CullFragment/TexKill and Shadow Volumes

Is there a tutorial or demo out which demostrates the following idea?

Use a combination of vertex programs and pixel shaders which use the TexKill function so that when you render a shadow volume, all parts of that volume that fall out of that the lights range are not rendered. This should save fill rate.

Already, lots of problems seem to emerge, I remember a lot of talk about capping shadow volumes, and while texkill could be used to create a nice spherically clipped shadow volume (something like in the CullFragment Complex NV Browser effect), this volume would be a nightmare to cap properly.

Someone had a version of the Quake engine which had shadow volumes implemented, and they used the scissor function to limit the area that the shadow volume could render to. I do not see any problems for that method because its basically like rendering to a smaller screen. But clipping to an exact sphere would probably cause problems.

I just wanted to through this out there, maybe there is a clever solution to capping the polygons, but I never seem to have enough time to actually program in OpenGL like I want to.
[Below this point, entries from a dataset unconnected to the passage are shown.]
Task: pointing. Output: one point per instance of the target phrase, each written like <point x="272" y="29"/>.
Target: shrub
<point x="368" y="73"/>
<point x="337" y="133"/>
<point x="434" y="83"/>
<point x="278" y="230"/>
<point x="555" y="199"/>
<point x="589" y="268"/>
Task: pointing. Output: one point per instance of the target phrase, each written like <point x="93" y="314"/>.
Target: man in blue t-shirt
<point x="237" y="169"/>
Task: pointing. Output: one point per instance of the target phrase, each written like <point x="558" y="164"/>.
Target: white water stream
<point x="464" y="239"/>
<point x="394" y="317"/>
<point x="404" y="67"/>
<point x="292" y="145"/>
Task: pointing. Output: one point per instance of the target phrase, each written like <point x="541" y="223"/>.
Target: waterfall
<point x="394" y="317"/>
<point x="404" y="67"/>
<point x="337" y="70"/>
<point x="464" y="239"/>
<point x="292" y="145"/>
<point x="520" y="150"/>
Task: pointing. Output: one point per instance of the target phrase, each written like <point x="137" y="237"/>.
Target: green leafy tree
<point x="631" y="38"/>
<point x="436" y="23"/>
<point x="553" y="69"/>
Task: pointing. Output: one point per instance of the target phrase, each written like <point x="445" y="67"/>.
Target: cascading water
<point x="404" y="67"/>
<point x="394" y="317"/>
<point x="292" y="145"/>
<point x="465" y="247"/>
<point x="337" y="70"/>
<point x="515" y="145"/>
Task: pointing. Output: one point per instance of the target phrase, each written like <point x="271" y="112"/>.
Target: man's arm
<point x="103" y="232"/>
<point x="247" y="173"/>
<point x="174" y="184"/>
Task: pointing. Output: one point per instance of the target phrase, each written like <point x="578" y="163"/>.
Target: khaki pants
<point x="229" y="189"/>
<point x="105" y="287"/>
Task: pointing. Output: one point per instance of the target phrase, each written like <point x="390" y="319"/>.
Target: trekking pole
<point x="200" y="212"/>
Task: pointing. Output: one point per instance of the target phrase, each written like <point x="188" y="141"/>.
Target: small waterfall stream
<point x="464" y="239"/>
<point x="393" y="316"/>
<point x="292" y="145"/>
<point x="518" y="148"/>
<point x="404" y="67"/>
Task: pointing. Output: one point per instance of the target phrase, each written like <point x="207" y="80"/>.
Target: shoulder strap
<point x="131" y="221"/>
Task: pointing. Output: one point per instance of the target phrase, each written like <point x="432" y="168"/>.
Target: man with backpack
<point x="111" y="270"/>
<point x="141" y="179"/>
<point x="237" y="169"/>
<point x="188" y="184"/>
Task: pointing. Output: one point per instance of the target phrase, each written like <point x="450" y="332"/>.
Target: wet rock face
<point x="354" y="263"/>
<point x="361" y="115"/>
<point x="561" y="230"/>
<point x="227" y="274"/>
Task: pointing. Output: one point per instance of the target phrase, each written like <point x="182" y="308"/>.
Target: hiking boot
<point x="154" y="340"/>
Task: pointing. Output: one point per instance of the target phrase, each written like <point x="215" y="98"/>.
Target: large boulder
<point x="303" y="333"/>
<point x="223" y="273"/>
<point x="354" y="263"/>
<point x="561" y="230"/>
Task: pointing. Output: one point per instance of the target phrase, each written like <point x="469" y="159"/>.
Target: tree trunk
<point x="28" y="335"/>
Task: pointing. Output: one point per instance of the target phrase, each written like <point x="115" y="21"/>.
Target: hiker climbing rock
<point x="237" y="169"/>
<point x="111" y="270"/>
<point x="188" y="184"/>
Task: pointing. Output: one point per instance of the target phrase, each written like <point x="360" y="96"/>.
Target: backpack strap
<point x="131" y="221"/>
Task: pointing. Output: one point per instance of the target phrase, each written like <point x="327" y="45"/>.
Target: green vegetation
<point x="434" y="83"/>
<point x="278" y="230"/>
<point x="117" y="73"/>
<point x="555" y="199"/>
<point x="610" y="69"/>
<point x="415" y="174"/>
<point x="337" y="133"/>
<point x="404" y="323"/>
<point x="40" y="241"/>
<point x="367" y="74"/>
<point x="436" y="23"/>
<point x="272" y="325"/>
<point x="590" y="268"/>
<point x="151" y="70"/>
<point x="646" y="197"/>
I am kinda suprised no one replied to this, since I thought it was such a good idea. I assume it must be cause I am completely out in left field on this idea, and no one is replying because completely wrong (but, then again, in most forums people ussually can’t wait to pounce on a wrong idea).

The basic idea is to use Cull Fragment (aka TexKill) to limit shadow volumes to the sphere that defines that area of the light. My only concern was that these volumes would not be capped properly.
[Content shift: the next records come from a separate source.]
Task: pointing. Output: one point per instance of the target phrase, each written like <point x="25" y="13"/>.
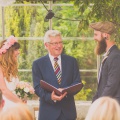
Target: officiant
<point x="60" y="71"/>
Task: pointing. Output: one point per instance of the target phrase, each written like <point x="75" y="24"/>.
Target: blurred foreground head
<point x="18" y="112"/>
<point x="104" y="108"/>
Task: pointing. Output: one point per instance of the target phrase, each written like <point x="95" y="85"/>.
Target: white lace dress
<point x="11" y="86"/>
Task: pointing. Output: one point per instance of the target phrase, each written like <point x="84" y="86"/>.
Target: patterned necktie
<point x="57" y="70"/>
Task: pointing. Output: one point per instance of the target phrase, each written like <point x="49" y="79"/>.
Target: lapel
<point x="49" y="66"/>
<point x="63" y="66"/>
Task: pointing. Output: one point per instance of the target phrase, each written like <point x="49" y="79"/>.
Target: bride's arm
<point x="5" y="91"/>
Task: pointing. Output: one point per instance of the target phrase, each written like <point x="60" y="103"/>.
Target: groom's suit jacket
<point x="109" y="82"/>
<point x="42" y="70"/>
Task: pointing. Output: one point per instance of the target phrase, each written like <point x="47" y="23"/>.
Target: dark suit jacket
<point x="42" y="70"/>
<point x="109" y="83"/>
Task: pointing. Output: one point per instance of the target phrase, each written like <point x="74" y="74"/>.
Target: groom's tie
<point x="57" y="70"/>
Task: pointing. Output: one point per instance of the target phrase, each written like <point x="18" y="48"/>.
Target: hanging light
<point x="6" y="2"/>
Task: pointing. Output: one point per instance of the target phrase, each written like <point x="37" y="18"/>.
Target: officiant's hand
<point x="55" y="97"/>
<point x="24" y="100"/>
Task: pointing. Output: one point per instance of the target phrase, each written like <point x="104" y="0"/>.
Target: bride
<point x="9" y="51"/>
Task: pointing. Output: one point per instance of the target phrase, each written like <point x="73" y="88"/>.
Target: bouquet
<point x="24" y="90"/>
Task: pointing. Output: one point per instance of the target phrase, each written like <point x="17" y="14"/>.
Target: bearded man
<point x="109" y="72"/>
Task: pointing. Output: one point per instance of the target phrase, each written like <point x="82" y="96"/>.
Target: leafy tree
<point x="102" y="10"/>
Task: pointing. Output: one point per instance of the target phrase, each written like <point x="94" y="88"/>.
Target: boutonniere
<point x="105" y="57"/>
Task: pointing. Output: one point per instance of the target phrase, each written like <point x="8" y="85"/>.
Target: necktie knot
<point x="55" y="59"/>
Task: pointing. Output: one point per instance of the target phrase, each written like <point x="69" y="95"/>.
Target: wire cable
<point x="51" y="14"/>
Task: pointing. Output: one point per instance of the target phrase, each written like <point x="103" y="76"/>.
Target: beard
<point x="101" y="46"/>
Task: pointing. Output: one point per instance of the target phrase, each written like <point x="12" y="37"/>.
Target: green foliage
<point x="83" y="94"/>
<point x="99" y="10"/>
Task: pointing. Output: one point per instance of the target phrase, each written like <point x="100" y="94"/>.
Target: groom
<point x="53" y="107"/>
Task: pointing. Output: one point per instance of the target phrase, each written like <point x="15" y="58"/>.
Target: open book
<point x="70" y="90"/>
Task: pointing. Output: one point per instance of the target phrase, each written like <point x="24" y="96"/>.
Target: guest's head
<point x="9" y="51"/>
<point x="2" y="102"/>
<point x="53" y="42"/>
<point x="104" y="108"/>
<point x="18" y="112"/>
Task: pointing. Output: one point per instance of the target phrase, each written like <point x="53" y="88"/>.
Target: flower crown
<point x="9" y="42"/>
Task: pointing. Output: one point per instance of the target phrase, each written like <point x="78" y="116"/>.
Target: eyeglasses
<point x="56" y="43"/>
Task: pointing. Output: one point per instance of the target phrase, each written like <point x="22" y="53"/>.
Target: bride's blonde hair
<point x="8" y="63"/>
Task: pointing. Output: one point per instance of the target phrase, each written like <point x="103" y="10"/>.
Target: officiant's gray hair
<point x="52" y="33"/>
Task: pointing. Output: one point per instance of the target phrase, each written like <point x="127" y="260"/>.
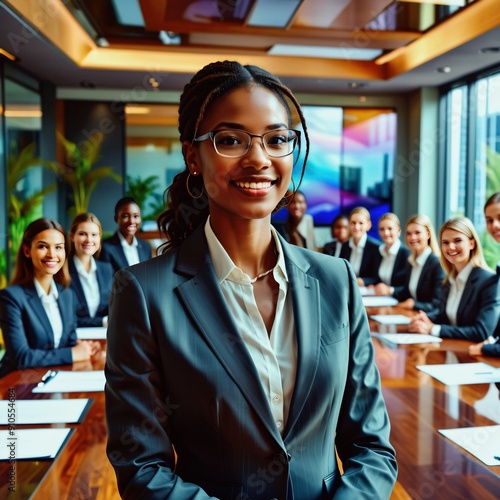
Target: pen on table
<point x="49" y="375"/>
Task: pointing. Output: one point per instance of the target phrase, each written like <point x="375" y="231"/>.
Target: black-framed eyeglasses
<point x="236" y="143"/>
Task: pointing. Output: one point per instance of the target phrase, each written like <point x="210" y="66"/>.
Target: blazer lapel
<point x="202" y="297"/>
<point x="468" y="291"/>
<point x="37" y="306"/>
<point x="307" y="315"/>
<point x="67" y="315"/>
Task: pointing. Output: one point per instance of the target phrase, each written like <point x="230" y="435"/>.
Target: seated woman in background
<point x="360" y="249"/>
<point x="491" y="346"/>
<point x="299" y="226"/>
<point x="124" y="249"/>
<point x="424" y="274"/>
<point x="340" y="233"/>
<point x="37" y="311"/>
<point x="470" y="302"/>
<point x="393" y="256"/>
<point x="90" y="280"/>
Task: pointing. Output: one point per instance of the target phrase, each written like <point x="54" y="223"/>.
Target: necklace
<point x="253" y="280"/>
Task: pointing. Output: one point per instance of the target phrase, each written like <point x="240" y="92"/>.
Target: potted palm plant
<point x="79" y="171"/>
I’ll try to implement it and report the results later.

Sounds ok. You could also use the alpha test. If you mask out colour buffer writes, do you still get the alpha test functionality? In the same way, do you still get the texkill?
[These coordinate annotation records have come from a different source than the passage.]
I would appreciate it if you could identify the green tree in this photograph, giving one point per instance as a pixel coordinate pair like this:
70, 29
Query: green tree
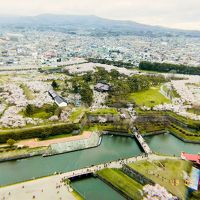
86, 94
87, 77
54, 84
11, 142
29, 109
114, 74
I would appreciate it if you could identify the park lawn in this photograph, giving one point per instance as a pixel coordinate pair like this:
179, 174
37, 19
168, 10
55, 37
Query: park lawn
122, 182
45, 112
172, 93
77, 196
149, 97
23, 151
164, 173
105, 111
194, 110
57, 136
77, 114
28, 93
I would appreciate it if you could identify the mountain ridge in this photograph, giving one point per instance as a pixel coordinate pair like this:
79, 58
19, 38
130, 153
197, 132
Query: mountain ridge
89, 22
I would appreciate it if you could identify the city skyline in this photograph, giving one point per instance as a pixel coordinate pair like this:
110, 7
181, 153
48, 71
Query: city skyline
172, 14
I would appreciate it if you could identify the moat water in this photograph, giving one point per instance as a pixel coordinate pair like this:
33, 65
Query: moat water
111, 148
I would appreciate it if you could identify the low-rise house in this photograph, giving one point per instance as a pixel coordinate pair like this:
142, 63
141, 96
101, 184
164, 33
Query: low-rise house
60, 101
101, 87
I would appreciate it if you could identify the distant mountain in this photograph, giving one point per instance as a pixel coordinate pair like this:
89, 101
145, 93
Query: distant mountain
94, 24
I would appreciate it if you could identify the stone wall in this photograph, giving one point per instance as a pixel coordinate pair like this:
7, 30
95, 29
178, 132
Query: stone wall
136, 175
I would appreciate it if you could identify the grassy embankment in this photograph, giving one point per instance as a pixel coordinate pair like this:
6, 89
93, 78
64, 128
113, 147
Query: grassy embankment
28, 93
77, 196
149, 98
7, 152
105, 111
191, 133
168, 173
171, 93
122, 182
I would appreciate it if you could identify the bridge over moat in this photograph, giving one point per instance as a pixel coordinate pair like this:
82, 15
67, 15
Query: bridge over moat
142, 142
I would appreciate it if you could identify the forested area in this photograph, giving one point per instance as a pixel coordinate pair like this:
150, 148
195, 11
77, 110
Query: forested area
169, 68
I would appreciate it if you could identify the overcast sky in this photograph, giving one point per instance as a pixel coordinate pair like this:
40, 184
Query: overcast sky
183, 14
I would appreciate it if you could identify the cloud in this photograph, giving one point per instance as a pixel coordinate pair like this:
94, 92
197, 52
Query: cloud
173, 13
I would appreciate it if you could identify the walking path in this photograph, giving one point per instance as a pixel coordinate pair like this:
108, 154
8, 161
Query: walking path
142, 142
53, 187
I thought about alpha test, but figured that it would not be as precise because its only 8 bits while the Cull Fragment has the same precision is texture coordinates (32-bits?).
From what I gather, it uses the texture coordinate to cancel the rendering of a pixel much like an alpha test.

Buffer masks are orthogonal to the fragment tests, it would still need to determine if it needs to write Z or Stencil even if you have the color buffers masked out, and part of that determination is the alpha value of the fragment after it emerges from the texture environment (or combiners, or whatever). All this happens before it gets to the color mask stage.

I am beginning to have doubts about if this would have any advantages over any other methods one may use to save fillrate on shadow volumes. I’ll simply have to implement something and see what happens.